Central to Omni Bridgeway's pitch is an end-to-end capability that runs from case inception through post-judgment enforcement and recovery — a breadth reflected in its separate Band 1 ranking for global asset tracing and recovery, an area demanding cross-border coordination and strategic execution. The firm emphasizes disciplined capital deployment and a focus on realized outcomes across jurisdictions.

The Chambers rankings, based on months of independent research and confidential client interviews, are among the legal industry's most closely watched benchmarks. One client, quoted in connection with the recognition, likened litigation funding to investing: "sometimes money is just money, but other times, you have a partner that cares about their investment and wants it to grow." For Omni Bridgeway, four decades in, the results reaffirm a market-leading position as the funding sector continues to professionalize and expand.

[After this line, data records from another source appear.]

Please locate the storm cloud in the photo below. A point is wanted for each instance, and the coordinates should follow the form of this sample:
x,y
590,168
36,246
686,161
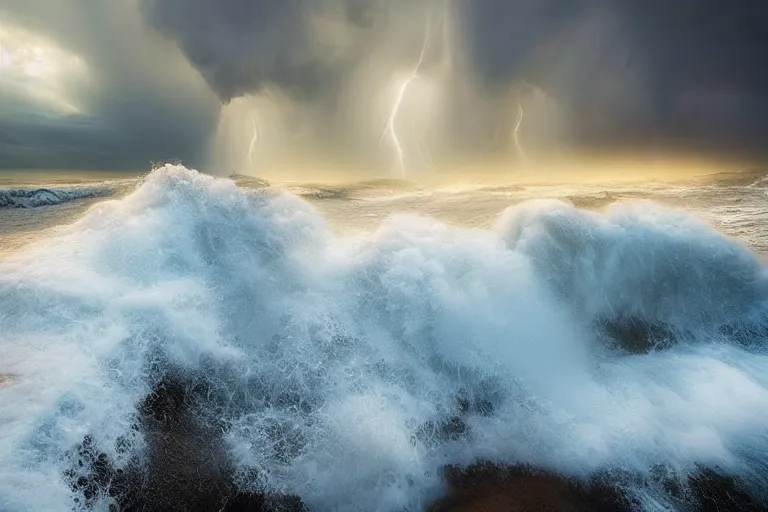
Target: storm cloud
x,y
637,74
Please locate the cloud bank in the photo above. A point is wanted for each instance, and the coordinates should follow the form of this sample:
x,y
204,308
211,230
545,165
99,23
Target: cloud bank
x,y
159,77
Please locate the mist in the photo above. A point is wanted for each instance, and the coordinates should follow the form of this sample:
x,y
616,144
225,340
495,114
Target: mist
x,y
386,87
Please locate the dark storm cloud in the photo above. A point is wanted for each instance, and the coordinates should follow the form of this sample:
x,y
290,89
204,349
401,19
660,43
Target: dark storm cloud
x,y
303,46
687,72
138,101
683,72
630,73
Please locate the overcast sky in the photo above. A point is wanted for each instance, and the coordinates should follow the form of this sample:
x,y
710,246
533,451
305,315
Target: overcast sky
x,y
115,84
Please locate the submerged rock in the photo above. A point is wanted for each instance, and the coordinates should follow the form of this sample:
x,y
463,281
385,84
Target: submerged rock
x,y
186,466
637,336
487,487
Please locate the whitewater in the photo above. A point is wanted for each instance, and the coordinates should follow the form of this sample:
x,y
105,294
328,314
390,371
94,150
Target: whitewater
x,y
332,360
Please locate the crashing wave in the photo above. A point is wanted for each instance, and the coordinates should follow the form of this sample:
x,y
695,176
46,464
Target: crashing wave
x,y
350,371
48,196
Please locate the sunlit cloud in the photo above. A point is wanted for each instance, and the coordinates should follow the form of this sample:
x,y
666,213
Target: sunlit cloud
x,y
36,70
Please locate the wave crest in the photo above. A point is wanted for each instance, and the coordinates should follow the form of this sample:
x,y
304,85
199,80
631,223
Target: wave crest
x,y
348,371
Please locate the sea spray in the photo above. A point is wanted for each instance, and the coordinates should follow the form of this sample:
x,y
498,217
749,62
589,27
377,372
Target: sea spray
x,y
349,371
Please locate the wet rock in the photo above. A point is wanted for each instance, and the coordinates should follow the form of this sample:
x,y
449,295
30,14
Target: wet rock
x,y
186,466
637,336
716,492
489,488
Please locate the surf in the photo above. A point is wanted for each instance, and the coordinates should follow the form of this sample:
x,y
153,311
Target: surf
x,y
348,371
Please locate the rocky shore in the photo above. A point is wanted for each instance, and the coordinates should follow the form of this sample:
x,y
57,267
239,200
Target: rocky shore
x,y
186,468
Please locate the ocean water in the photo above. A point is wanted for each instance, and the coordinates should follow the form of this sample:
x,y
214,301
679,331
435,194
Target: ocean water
x,y
337,326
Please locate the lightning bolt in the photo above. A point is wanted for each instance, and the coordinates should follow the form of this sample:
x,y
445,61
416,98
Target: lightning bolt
x,y
390,129
516,132
254,139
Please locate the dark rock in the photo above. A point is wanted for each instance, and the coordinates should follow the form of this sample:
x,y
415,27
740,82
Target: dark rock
x,y
186,466
489,488
715,492
637,336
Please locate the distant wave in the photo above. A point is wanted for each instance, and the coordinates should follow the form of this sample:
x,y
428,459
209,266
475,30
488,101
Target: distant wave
x,y
350,371
29,197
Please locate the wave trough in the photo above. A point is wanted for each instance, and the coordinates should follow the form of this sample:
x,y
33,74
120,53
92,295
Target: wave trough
x,y
333,365
49,196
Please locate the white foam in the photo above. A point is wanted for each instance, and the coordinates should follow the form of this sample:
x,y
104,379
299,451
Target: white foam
x,y
47,196
345,348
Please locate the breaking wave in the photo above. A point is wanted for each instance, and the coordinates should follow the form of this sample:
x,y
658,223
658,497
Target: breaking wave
x,y
349,371
48,196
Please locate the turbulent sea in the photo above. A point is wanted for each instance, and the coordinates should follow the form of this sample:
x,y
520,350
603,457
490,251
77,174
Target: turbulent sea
x,y
348,342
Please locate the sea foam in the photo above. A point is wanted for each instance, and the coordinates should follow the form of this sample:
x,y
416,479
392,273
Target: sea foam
x,y
333,364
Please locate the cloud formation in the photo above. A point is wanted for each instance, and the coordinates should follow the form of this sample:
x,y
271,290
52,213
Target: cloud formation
x,y
133,98
156,75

UK’s FCA Motor Finance Redress Scheme Partly Suspended Amid Legal Challenges

The UK Financial Conduct Authority's roughly £9.1 billion motor finance redress scheme has been partly suspended after the Upper Tribunal agreed to pause key elements pending the outcome of four legal challenges. Under the suspension, lenders are no longer required to calculate compensation, make payments, or contact eligible consumers, though they must continue to comply with the rules that remain in force.

As reported by Reuters, the challenges come from three car finance lenders — CA Auto Finance, Mercedes-Benz Financial Services, and Volkswagen Financial Services — alongside the consumer group Consumer Voice, which is pressing for larger payouts. All four argue that the rules underpinning the mass redress scheme are unlawful in whole or in part and are asking the court to quash or invalidate them.

The scheme is intended to compensate motor finance customers treated unfairly between 2007 and 2024, a period in which the FCA says undisclosed commission arrangements between lenders and dealers incentivized brokers to inflate interest rates. Hearings before the Upper Tribunal are expected around mid-November 2026 and could extend into 2027, with actual redress potentially delayed to 2027 or beyond.

The suspension adds fresh uncertainty to a landscape in which funded commission litigation is already advancing through the courts — including the recent Court of Appeal ruling permitting omnibus claim forms — and sharpens the question of whether affected consumers will ultimately recover through the regulator's scheme or through the courts.

AdvoCap Launches Nationwide Case Expense Insurance for Contingent-Fee Firms

AdvoCap Insurance Agency, a subsidiary of case-cost financier Advocate Capital, has launched a Case Expense Insurance Program aimed at plaintiff and contingent-fee law firms across the United States. The product is designed to protect the substantial sums firms advance to move litigation forward, adding a risk-management layer to a corner of the market where firms have traditionally shouldered those costs alone.

According to PR Newswire, the program covers eligible case expenses in qualifying matters, including expert witness fees, medical record retrieval, deposition costs, and accident reconstruction. By insuring against unrecovered litigation expenses, the offering aims to strengthen firm balance sheets, improve cash-flow predictability, and give attorneys greater confidence to invest in meritorious cases.

"Plaintiff firms routinely make significant financial commitments before seeing any return," said Donna Jones, President of Advocate Capital and AdvoCap Insurance. "This program provides an additional layer of protection that can help firms grow strategically, manage uncertainty, and continue investing in the cases that matter most to their clients."

The launch reflects the continued convergence of litigation finance and insurance, as providers build products around the capital that contingent-fee practices tie up in active cases. For firms weighing how aggressively to fund their dockets, tools that de-risk advanced case costs increasingly sit alongside traditional case-expense financing as part of the plaintiff bar's capital toolkit.